State borrowings from banking sector at Rs.110bn in September

12 November 2021 10:06 am Views - 139

The Central Bank and the commercial banks gave the government Rs.110 billion in September on a net basis, little lower than what the government borrowed a month ago as the debate is raging if the liquidity injections by the Central Bank to the government should be reined in to tackle the igniting inflation pressures and the current shortage of foreign exchange in the domestic market which contributed to the shortages of key commodities and other hardships to the people and firms. 


September however marked the third consecutive month the quantum of net credit to the government came down as such credit was recorded at Rs.168.7 billion in August from Rs.318.8 billion in July when the Central Bank had to print money to settle a billion dollar sovereign bond. 


While the government borrowings come from both Central Bank liquidity and licensed commercial banks, all such credit in September came from the Central Bank by way of increasing the holdings of government securities, which is also referred to as the printed money. 


For instance, the Rs.110.1 billion in net credit was formed through Rs.296.5 billion in credit provided by, in what was referred to as the monetary authorities which includes the Central Bank credit, as the credit from the licensed commercial banks recorded a de-growth of Rs.186.4 billion in September.


While the Central Banks around the world unleashed unprecedented monetary policy support maintaining ultra low interest rates and sloshing markets with trillions of dollars worth liquidity to blunt the impact of the pandemic on the economies , a strong consensus is now building up around the world including in Sri Lanka that such policy support is reaching its limits as it created enormous excess by way of soaring prices, which are reaching multiple decades high in certain places.  


The United States on Wednesday reported its consumer price inflation at 6.2 percent for October, the highest in three decades, which sent waves across global bond and stock markets as people demanded higher yields seeking protection against the fast losing value of money.
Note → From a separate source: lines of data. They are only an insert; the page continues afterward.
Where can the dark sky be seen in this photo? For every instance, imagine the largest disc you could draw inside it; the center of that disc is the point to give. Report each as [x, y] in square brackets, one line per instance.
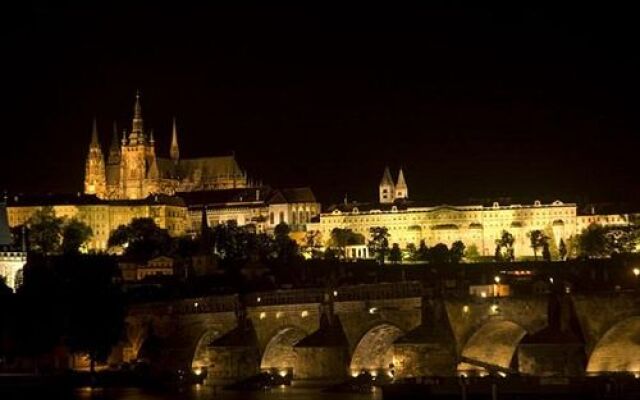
[473, 102]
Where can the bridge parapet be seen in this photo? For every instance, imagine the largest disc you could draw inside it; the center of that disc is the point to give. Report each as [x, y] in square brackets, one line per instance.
[379, 291]
[282, 297]
[195, 305]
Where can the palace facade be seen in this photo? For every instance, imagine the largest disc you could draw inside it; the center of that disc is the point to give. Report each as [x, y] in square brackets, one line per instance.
[479, 225]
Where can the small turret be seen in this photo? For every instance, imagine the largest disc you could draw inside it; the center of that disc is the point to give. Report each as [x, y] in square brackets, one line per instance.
[137, 133]
[386, 188]
[402, 191]
[95, 177]
[174, 152]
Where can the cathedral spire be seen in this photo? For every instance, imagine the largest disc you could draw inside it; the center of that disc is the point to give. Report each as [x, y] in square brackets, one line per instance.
[94, 134]
[386, 187]
[402, 191]
[114, 148]
[175, 151]
[137, 134]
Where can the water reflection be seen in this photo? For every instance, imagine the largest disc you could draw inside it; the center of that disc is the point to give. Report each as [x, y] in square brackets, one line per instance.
[201, 392]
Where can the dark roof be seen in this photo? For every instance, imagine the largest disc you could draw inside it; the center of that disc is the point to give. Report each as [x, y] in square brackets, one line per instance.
[608, 208]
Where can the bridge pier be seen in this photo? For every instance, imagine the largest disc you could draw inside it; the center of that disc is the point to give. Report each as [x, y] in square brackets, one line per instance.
[429, 349]
[558, 349]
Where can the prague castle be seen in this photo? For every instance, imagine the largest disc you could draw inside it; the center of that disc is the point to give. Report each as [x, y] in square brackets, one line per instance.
[133, 170]
[479, 225]
[135, 182]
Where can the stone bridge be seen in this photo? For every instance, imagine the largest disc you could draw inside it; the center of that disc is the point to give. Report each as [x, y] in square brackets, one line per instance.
[397, 328]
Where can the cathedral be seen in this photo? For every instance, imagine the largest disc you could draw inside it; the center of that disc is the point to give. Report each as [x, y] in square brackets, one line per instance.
[133, 170]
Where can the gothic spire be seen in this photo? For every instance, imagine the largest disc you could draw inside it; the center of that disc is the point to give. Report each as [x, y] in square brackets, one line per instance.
[175, 150]
[386, 178]
[137, 134]
[94, 134]
[401, 182]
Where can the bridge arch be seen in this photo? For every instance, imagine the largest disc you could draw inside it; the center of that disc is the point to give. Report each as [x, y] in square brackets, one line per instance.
[494, 343]
[374, 349]
[201, 357]
[279, 352]
[618, 349]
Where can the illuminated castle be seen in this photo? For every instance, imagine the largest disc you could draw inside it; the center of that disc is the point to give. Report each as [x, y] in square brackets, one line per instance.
[479, 224]
[133, 170]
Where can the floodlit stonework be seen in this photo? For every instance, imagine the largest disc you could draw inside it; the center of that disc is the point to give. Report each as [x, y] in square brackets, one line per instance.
[133, 170]
[478, 225]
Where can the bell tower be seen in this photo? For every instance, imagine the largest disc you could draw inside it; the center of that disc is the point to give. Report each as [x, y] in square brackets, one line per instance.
[386, 188]
[95, 177]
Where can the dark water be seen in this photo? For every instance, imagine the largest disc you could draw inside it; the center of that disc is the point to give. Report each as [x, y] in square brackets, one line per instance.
[207, 392]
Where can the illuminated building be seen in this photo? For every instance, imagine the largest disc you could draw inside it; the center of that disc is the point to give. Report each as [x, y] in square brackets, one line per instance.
[409, 221]
[12, 258]
[100, 215]
[133, 170]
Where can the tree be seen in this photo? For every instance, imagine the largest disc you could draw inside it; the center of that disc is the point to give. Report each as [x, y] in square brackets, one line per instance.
[562, 250]
[592, 242]
[505, 242]
[286, 248]
[313, 244]
[422, 253]
[412, 251]
[45, 231]
[142, 239]
[341, 238]
[538, 240]
[546, 254]
[75, 233]
[379, 242]
[456, 253]
[472, 252]
[95, 307]
[439, 254]
[395, 255]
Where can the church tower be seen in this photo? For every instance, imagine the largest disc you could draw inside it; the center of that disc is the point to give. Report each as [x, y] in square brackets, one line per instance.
[94, 177]
[387, 188]
[174, 152]
[402, 191]
[113, 165]
[135, 157]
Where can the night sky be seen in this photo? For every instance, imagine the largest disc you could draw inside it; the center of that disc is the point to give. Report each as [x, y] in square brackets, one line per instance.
[471, 102]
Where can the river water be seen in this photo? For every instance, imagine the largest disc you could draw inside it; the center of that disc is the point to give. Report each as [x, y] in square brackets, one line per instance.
[207, 392]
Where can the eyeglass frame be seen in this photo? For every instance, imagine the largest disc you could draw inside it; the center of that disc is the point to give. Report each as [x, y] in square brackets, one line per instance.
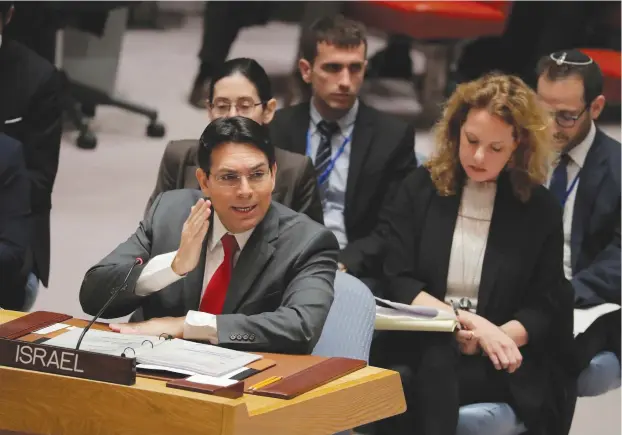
[230, 103]
[236, 183]
[573, 118]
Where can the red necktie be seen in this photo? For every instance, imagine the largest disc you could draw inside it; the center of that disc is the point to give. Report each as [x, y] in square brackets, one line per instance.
[216, 290]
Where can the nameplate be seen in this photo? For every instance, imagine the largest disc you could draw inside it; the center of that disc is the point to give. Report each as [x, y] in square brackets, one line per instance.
[67, 362]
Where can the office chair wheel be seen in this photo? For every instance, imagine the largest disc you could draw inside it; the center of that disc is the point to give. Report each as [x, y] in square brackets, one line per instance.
[86, 141]
[88, 110]
[155, 129]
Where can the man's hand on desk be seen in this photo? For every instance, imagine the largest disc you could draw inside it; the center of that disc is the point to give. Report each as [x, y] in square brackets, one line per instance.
[164, 325]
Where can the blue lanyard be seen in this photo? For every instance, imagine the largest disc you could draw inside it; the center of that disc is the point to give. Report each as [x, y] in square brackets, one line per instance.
[324, 175]
[570, 189]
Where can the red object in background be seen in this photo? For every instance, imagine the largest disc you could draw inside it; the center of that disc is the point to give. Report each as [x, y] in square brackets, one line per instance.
[433, 20]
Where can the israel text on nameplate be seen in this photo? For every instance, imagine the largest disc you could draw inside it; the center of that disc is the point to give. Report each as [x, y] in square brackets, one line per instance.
[67, 362]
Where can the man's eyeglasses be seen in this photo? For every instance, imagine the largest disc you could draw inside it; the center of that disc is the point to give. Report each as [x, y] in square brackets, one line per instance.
[233, 179]
[566, 119]
[243, 106]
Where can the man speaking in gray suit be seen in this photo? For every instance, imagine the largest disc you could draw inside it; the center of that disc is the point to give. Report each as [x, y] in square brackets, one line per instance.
[234, 269]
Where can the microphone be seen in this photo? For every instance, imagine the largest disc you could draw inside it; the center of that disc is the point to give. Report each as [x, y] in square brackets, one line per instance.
[114, 294]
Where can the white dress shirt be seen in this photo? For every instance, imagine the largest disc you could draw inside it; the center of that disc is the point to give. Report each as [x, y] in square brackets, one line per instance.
[577, 160]
[338, 178]
[469, 242]
[158, 274]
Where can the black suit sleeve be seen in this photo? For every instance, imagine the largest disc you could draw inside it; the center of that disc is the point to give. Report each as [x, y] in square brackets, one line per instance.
[307, 197]
[600, 282]
[362, 256]
[542, 295]
[15, 225]
[402, 241]
[42, 139]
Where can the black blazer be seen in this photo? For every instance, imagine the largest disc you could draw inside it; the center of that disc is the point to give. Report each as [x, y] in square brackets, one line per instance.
[522, 274]
[382, 154]
[15, 227]
[595, 238]
[30, 111]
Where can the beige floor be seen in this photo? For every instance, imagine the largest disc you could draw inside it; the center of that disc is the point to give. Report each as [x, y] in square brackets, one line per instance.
[99, 195]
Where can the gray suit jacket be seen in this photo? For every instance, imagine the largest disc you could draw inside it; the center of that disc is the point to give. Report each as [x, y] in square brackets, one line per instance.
[279, 295]
[296, 184]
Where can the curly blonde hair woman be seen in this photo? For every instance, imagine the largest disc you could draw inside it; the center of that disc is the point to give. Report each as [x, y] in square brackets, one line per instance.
[474, 232]
[511, 100]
The preferred range of consumer price inflation in the US is at 2.0 percent. 


Higher consumer prices which are expected to last longer than being transitory are also expected to quicken the US Fed’s pace of tapering its bond buying programme and raise rates earlier than anticipated by the Fed officials as they announced last week the starting of winding down their bond buying programme by Rs.15 billion a month from this month but fell short of providing a time line as to when the interest rates would be raised. 


In Sri Lanka, the Monetary Board is meeting next Wednesday for the eleventh time to decide on the trajectory of its key rates and the broader monetary policy after staying pat in October. 

Meanwhile, the public corporations settled part of their loans during September as the outstanding credit to them by the banking sector came down by Rs.13.8 billion, after declining Rs.4.0 billion in August. 


Total outstanding credit to public corporations by the end of September stood at Rs.650.7 billion.  Due to the combined effects of the significant slowdown seen in the private sector credit in September, credit to the state sector and the decline in outstanding credit to public corporations helped ease the growth in the money supply measured through broad money or M2b to 18.2 percent from 21.0 percent in August, ending a month-long growth of over 20 percent in money supply in the economy.